Hypothesis / aims of study
Over recent decades, chronic disease has trended upwards, associated with the mismatch between our modern nutritional environment and our paleolithic genome. The beverage industry has exploded in sync with chronic conditions, including bladder symptomatology and obesity(1,2). At the same time, societal messaging to avoid dehydration and hydrate beyond thirst, contrary to current medical recommendation to drink to thirst, has influenced fluid intake and non-pathological changes to bladder state. As a population subset, postpartum women are especially motivated to maintain best health in the interest of their newborn. Lactating women are exposed to relatively heightened societal messaging and beliefs (logical though unsubstantiated) that there is sizable maternal fluid lost in breastfeeding. Evolutionarily, women only need to drink to thirst to maintain adequate hydration for breastfeeding. The equilibrium in breastfeeding fluid dynamics predicts no difference in voiding frequency in relation to fluid intake when comparing breastfeeding and non breastfeeding women.
For proof of concept, we test in a natural experiment design study that conditions of higher ( breastfeeding women) vs baseline (non-breastfeeding women) social messaging about fluid intake (with baseline messaging still elevated but deemed nearer to evolutionarily evolved fluid needs of the human body) will result in meaningful differences in outcomes of 1) total beverage intake, and 2) number of bladder voids per day.

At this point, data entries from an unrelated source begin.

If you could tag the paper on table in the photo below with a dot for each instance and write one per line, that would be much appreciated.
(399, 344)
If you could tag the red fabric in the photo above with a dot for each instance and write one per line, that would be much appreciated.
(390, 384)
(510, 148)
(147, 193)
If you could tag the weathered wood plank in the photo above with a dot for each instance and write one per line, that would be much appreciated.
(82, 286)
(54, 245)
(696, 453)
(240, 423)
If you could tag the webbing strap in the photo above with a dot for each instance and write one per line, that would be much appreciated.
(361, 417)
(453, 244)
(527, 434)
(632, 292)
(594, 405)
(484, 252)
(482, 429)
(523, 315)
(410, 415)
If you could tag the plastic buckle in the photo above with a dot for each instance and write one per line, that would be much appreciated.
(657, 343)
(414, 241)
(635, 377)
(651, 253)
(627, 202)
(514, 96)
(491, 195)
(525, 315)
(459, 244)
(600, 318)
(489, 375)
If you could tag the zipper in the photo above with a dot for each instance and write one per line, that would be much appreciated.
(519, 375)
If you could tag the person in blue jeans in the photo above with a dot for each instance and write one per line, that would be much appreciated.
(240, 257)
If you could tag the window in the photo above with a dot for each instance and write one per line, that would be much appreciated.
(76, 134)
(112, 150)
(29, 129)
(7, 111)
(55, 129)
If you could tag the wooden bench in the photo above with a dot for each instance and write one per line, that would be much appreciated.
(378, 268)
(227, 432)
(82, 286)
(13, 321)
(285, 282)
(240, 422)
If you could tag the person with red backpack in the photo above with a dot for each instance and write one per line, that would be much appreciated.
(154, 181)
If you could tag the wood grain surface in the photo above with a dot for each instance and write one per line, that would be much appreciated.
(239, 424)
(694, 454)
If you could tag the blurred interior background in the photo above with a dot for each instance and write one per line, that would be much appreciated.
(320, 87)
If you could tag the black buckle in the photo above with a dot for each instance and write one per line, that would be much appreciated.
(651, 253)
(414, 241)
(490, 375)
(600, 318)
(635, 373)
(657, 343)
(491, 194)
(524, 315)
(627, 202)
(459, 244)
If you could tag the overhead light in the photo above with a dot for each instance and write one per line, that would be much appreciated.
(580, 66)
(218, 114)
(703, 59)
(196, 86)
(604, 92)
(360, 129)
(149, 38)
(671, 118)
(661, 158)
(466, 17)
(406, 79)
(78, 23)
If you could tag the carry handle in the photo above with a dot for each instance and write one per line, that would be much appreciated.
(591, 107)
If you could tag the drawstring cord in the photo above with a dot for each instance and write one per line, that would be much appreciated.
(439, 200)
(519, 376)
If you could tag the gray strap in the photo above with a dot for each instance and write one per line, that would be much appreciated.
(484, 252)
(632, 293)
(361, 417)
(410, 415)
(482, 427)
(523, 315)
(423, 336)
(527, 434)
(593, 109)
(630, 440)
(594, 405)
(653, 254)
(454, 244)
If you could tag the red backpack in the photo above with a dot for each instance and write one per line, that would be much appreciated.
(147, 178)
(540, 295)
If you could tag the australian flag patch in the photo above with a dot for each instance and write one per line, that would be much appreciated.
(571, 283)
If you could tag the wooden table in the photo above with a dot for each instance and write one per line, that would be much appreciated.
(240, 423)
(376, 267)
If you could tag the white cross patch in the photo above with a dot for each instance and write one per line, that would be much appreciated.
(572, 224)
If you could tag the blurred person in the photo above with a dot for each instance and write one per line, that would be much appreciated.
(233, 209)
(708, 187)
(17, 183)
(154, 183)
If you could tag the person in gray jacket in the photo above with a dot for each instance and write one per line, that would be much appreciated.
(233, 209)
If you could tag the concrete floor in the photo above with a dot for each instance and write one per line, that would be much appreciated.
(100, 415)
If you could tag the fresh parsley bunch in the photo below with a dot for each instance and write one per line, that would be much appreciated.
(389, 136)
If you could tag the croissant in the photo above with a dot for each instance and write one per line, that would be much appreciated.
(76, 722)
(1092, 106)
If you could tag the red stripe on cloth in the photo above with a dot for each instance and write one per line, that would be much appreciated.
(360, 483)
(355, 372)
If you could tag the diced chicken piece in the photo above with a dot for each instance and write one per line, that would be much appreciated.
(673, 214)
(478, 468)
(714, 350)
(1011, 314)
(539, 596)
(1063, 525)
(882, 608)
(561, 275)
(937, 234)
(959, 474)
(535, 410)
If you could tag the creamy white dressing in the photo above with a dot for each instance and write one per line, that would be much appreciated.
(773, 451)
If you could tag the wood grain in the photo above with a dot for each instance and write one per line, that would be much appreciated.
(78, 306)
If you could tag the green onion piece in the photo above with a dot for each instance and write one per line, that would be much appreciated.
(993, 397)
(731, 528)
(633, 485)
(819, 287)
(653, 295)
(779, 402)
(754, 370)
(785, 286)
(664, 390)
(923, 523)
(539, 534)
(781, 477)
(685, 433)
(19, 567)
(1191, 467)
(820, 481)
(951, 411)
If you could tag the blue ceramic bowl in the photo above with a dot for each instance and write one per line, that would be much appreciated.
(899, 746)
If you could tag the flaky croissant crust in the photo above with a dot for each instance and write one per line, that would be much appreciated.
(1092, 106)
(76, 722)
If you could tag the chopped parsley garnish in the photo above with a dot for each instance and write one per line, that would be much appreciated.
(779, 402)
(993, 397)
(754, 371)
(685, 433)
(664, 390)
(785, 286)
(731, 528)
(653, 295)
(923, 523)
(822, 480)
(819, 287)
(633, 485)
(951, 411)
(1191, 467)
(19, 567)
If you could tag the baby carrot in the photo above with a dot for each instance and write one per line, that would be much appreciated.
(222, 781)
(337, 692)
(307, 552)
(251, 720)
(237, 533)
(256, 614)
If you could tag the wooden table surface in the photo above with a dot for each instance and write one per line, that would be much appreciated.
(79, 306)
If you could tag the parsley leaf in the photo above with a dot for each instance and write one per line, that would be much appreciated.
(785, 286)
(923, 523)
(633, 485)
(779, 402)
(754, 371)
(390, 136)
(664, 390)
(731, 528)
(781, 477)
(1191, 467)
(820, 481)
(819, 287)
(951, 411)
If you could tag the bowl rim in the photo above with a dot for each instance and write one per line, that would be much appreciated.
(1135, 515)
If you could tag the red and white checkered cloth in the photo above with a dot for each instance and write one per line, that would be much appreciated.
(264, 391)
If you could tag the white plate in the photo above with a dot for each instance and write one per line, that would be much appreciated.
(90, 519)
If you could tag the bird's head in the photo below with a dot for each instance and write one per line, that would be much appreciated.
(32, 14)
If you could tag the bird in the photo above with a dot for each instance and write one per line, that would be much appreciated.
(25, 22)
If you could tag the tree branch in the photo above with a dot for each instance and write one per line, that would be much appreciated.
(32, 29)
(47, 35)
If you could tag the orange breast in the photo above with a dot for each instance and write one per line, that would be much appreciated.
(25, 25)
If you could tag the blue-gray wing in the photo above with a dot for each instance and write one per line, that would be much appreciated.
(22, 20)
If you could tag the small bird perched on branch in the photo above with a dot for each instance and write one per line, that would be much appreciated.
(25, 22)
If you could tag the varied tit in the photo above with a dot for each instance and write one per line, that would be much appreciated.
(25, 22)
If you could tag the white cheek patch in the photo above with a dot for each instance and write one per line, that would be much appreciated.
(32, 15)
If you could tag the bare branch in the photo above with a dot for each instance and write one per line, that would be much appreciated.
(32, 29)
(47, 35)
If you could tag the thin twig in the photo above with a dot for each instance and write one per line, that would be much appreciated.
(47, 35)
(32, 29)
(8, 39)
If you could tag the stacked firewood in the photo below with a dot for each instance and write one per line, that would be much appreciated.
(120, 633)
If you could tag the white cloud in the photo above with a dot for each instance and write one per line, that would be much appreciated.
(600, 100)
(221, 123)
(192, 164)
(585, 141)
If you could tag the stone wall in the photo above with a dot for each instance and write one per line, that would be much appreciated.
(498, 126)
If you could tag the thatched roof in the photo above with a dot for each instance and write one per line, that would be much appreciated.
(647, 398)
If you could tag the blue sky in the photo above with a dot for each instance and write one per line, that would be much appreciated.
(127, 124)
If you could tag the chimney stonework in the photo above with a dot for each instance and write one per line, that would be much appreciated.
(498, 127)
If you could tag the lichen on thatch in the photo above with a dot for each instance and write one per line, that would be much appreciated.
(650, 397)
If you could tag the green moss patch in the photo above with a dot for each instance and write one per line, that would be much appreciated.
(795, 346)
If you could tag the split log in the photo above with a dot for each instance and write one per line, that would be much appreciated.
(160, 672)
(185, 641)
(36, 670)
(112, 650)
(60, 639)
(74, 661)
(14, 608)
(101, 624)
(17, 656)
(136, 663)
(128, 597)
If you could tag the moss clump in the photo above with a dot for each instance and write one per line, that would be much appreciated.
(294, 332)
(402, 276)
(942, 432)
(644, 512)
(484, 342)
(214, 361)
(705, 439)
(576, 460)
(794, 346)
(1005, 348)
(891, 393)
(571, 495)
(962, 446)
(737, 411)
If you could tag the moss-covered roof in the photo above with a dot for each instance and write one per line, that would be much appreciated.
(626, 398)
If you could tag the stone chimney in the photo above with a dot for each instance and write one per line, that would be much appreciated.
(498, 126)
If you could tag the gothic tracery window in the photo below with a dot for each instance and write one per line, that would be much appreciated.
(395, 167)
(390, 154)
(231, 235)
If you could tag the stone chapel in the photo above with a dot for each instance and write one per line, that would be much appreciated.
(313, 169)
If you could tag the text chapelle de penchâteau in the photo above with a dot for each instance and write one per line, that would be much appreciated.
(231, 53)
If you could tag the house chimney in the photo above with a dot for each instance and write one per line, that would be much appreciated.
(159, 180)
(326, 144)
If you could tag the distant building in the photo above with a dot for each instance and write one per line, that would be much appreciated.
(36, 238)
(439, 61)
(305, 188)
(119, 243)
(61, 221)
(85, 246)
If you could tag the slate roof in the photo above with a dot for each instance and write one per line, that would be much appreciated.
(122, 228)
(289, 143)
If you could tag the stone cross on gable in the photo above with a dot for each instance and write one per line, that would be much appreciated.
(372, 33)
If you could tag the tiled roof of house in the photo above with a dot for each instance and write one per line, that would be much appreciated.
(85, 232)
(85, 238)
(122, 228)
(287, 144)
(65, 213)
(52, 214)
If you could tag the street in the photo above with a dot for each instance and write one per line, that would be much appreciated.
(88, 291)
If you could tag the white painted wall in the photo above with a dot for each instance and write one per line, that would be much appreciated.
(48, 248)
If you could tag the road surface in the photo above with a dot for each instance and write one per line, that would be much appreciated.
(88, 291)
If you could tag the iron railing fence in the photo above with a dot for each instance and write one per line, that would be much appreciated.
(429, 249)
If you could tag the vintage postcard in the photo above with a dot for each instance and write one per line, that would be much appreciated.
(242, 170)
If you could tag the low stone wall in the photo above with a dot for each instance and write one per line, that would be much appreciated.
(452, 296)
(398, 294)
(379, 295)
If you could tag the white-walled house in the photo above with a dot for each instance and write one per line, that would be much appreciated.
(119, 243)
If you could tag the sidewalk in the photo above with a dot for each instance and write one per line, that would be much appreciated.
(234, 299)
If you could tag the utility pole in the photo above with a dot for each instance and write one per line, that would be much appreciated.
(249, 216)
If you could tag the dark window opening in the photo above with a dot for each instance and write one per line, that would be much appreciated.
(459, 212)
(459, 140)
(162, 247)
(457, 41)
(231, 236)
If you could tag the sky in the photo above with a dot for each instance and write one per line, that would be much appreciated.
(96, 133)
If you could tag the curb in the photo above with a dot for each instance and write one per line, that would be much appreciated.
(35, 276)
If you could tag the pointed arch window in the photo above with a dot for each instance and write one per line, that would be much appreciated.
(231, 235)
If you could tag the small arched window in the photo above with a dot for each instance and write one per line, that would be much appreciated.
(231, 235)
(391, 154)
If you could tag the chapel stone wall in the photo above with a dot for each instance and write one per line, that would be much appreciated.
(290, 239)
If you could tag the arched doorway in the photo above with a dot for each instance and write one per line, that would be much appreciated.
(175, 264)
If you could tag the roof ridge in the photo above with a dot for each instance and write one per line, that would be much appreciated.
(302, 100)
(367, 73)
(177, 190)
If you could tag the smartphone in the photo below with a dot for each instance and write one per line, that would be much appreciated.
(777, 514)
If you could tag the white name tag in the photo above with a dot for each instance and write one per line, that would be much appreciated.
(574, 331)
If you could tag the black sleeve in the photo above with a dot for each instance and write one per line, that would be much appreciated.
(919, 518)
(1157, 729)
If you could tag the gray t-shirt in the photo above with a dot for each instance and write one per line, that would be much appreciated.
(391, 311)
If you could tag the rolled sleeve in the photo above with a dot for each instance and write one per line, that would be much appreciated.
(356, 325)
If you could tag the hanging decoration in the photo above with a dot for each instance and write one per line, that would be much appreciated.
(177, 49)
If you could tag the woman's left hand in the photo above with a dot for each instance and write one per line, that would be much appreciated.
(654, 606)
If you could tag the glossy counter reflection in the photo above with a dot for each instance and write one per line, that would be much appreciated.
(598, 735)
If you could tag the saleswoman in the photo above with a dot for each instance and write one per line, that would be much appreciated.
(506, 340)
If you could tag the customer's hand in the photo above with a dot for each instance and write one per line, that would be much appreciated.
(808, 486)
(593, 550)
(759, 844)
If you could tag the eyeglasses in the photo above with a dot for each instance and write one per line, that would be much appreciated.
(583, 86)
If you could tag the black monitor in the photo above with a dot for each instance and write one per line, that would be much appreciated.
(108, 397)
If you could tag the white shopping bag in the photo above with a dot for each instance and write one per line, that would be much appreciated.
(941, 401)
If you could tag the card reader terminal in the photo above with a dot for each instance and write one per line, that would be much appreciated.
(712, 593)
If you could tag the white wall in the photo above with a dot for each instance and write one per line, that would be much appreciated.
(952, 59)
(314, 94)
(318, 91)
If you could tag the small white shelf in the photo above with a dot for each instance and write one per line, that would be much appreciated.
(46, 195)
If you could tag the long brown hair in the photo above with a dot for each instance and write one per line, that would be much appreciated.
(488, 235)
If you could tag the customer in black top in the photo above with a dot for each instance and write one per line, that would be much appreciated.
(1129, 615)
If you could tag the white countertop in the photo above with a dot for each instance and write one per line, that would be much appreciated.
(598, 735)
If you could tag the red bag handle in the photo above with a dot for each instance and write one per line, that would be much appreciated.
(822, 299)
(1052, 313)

Study design, materials and methods
A natural experiment exemplar proof of concept uses the logic and paradigm of evolutionary medicine to consider the modern beverage culture as a cause of higher frequency void, often associated with overactive bladder prevalence (17-31%, age dependent). We used an existing dataset from the Evaluating Maternal Recovery from Labor and Delivery (EMRLD) study. This longitudinal, cohort study recruited postpartum participants from January 2004 to April 2012 and all participants gave informed consent to be in the parent EMRLD study. This study is a secondary analysis with main outcome measure as void frequency. In this natural experiment, the preventative treatment group is considered to be 39 women who at 8 months postpartum are not breastfeeding and hence not receiving same degree of societal messaging to hyper-hydrate, as compared to 52 breastfeeding women.
Interpretation of results
In accordance with evolutionary theory the expectation for small increase in fluid intake in lactating women would be sufficient to maintain the same hydration level, and consequently the same number of daily voids, as non-breastfeeding women. However, in this study, situated within the milieu of the beverage-driven society, the condition of heightened-messaging-condition (breastfeeding women) resulted in significantly higher total daily beverage volume intake than baseline-messaging condition (non-breastfeeding women). We can speculate that the women who were breastfeeding were responding to societal messaging to hyper-hydrate for the purpose of breastfeeding. The compensatory production of breast milk did not account for this fluid change, and women instead experienced increased urinary frequency.